Ternyata dengan modal
ketampanan, kekayaan bahkan kesetiaan pun belum bisa meluluhkan hati seseorang
jika mereka belum merasakan hal nyaman.
Setelah kelulusan kita semua memiliki jalan masing-masing
untuk menuju kesuksesan, begitu juga dengan aku.
“Buk, Pak, doakan anakmu ini lancar dalam mencapai
kesuksesan di bandung.”
“Iya nak doa bapak dan ibu menyertai mu, pergilah nak.”

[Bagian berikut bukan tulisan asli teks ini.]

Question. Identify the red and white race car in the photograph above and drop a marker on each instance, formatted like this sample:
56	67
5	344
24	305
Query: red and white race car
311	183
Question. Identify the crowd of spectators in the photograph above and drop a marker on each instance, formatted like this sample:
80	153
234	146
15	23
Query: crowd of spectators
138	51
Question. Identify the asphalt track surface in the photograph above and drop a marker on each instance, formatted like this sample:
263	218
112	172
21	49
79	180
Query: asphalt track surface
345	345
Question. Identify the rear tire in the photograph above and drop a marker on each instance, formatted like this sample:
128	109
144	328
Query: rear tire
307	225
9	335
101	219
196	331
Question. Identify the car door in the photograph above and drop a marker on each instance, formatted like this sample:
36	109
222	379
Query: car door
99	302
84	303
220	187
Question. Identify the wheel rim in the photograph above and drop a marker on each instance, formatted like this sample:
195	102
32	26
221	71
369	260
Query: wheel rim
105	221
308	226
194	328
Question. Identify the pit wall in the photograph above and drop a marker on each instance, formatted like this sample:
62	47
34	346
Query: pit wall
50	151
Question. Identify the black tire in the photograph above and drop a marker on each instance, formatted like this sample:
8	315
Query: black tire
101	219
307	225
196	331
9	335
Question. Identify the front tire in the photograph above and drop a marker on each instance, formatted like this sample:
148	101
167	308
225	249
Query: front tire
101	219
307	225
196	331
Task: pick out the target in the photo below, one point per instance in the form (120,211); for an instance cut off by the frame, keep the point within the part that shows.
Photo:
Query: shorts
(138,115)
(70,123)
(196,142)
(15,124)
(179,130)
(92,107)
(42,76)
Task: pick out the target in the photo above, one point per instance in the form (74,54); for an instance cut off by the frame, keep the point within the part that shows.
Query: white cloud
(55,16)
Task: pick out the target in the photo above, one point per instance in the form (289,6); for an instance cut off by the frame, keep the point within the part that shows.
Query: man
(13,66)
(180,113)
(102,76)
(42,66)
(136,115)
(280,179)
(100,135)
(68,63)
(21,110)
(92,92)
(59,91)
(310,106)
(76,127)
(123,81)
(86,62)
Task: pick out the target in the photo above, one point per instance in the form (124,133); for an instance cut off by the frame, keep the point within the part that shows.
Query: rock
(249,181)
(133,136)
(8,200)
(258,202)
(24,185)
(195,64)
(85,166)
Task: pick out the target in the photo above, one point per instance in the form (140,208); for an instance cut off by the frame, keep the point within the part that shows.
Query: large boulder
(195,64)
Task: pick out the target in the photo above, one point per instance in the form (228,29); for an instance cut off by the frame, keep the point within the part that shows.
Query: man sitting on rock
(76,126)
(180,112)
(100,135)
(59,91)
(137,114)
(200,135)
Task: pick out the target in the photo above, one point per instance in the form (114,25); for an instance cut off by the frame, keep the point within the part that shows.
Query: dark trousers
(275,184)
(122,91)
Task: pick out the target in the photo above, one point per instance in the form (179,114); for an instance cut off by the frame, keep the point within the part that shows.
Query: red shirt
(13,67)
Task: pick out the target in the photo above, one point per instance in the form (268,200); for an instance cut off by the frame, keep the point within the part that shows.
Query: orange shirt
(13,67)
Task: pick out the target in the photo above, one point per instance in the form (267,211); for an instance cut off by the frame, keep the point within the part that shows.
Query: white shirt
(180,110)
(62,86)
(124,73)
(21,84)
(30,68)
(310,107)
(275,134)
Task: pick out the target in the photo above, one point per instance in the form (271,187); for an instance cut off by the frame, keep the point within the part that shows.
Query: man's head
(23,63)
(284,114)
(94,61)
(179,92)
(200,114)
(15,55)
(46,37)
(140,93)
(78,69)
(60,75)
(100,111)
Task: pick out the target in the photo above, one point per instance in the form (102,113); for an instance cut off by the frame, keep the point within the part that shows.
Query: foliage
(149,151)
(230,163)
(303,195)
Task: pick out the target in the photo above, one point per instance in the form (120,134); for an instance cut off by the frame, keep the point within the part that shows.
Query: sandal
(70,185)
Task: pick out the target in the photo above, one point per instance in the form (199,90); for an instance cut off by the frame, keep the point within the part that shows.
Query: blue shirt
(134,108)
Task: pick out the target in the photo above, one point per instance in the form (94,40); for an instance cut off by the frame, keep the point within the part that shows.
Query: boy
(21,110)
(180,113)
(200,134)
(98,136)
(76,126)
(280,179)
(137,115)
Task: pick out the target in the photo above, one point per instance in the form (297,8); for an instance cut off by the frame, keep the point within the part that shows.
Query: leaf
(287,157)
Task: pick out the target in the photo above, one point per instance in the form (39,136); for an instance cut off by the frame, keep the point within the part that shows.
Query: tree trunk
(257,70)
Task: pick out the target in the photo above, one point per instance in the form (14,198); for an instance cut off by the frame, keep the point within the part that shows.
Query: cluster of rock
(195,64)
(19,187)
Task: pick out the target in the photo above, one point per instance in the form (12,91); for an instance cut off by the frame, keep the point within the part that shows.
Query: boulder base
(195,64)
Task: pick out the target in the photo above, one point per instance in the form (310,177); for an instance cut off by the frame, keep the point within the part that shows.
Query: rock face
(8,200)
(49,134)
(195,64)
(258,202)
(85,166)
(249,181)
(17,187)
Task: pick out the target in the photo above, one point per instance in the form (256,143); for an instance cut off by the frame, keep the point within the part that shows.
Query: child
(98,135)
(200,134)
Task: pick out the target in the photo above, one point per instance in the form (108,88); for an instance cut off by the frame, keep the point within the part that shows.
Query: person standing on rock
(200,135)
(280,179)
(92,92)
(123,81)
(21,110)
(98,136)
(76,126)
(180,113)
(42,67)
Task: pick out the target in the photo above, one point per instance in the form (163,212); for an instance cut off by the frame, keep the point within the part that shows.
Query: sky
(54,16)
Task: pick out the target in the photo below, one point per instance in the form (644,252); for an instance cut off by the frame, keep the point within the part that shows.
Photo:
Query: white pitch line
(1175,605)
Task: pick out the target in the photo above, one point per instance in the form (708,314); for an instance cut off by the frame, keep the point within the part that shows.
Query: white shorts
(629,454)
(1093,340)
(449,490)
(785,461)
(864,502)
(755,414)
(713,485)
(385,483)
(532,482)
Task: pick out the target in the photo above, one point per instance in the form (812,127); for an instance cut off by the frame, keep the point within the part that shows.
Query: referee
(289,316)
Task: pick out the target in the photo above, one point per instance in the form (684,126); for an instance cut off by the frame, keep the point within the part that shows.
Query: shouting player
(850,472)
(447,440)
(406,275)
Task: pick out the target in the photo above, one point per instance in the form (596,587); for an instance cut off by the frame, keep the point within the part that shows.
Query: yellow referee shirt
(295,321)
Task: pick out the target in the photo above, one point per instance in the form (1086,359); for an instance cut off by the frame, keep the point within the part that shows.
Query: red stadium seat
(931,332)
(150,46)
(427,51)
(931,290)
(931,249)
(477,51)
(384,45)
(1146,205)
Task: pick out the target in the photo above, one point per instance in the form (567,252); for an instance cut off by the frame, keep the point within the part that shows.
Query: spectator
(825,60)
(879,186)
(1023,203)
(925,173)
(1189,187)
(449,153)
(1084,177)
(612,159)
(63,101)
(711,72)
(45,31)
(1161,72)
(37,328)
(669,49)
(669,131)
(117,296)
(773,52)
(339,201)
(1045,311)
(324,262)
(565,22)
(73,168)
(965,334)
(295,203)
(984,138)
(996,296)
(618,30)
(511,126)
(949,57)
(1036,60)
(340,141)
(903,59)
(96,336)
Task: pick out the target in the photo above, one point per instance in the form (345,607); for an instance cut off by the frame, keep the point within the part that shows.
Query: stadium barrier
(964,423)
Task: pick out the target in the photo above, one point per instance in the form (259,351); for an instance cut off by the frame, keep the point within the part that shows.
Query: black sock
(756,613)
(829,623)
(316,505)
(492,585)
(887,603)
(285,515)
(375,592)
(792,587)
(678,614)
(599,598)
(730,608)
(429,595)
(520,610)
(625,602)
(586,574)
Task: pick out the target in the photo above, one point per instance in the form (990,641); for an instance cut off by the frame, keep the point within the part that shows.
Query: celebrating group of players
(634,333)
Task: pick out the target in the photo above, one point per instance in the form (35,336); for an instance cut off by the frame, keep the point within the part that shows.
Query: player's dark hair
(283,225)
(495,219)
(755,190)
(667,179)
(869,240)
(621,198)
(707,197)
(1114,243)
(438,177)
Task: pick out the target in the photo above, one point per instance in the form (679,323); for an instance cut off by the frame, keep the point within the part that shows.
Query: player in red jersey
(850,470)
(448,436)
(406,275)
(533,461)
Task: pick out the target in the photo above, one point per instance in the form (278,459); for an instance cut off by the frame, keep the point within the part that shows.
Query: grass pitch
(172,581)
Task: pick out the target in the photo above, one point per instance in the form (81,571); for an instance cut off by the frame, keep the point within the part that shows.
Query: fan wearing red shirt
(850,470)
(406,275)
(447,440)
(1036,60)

“Baik pak, buk aku akan berusaha sekuat mungkin untuk
membanggakan bapak dan ibuk. Aku pamit pak, buk,!” aku mencium tangan kedua
orang tuaku bahkan aku berlutut mohon doa restu. Tak lupa Dea pun menyampaikan
salam perpisahan.
“Hati-hati ya mas disana!” ucapnya
“Iya dek, aku nitip ibuk ya!” pintaku.
“Iya mas, aku bakal jagain ibuk.” Jawabnya penuh dengan
kelembutan.
Yaa mulai saat itu aku
mencari jalan baru untuk mencapai misiku menuju cita-citaku, aku yakin
bahwa bekal doa dari kedua orang tuaku
selalu menyertaiku. Tak perduli dengan mereka-mereka yang mengandalkan uang,
disana aku juga akan ikut bersaing.Dan disanalah aku memulai hal yang baru, tak
peduli rintangan apapun itu asalkan tidak bersangkutan dengan uang aku sanggup
menjalani itu.Semangat dan doa kedua orang tuaku ialah kunci keutamaku.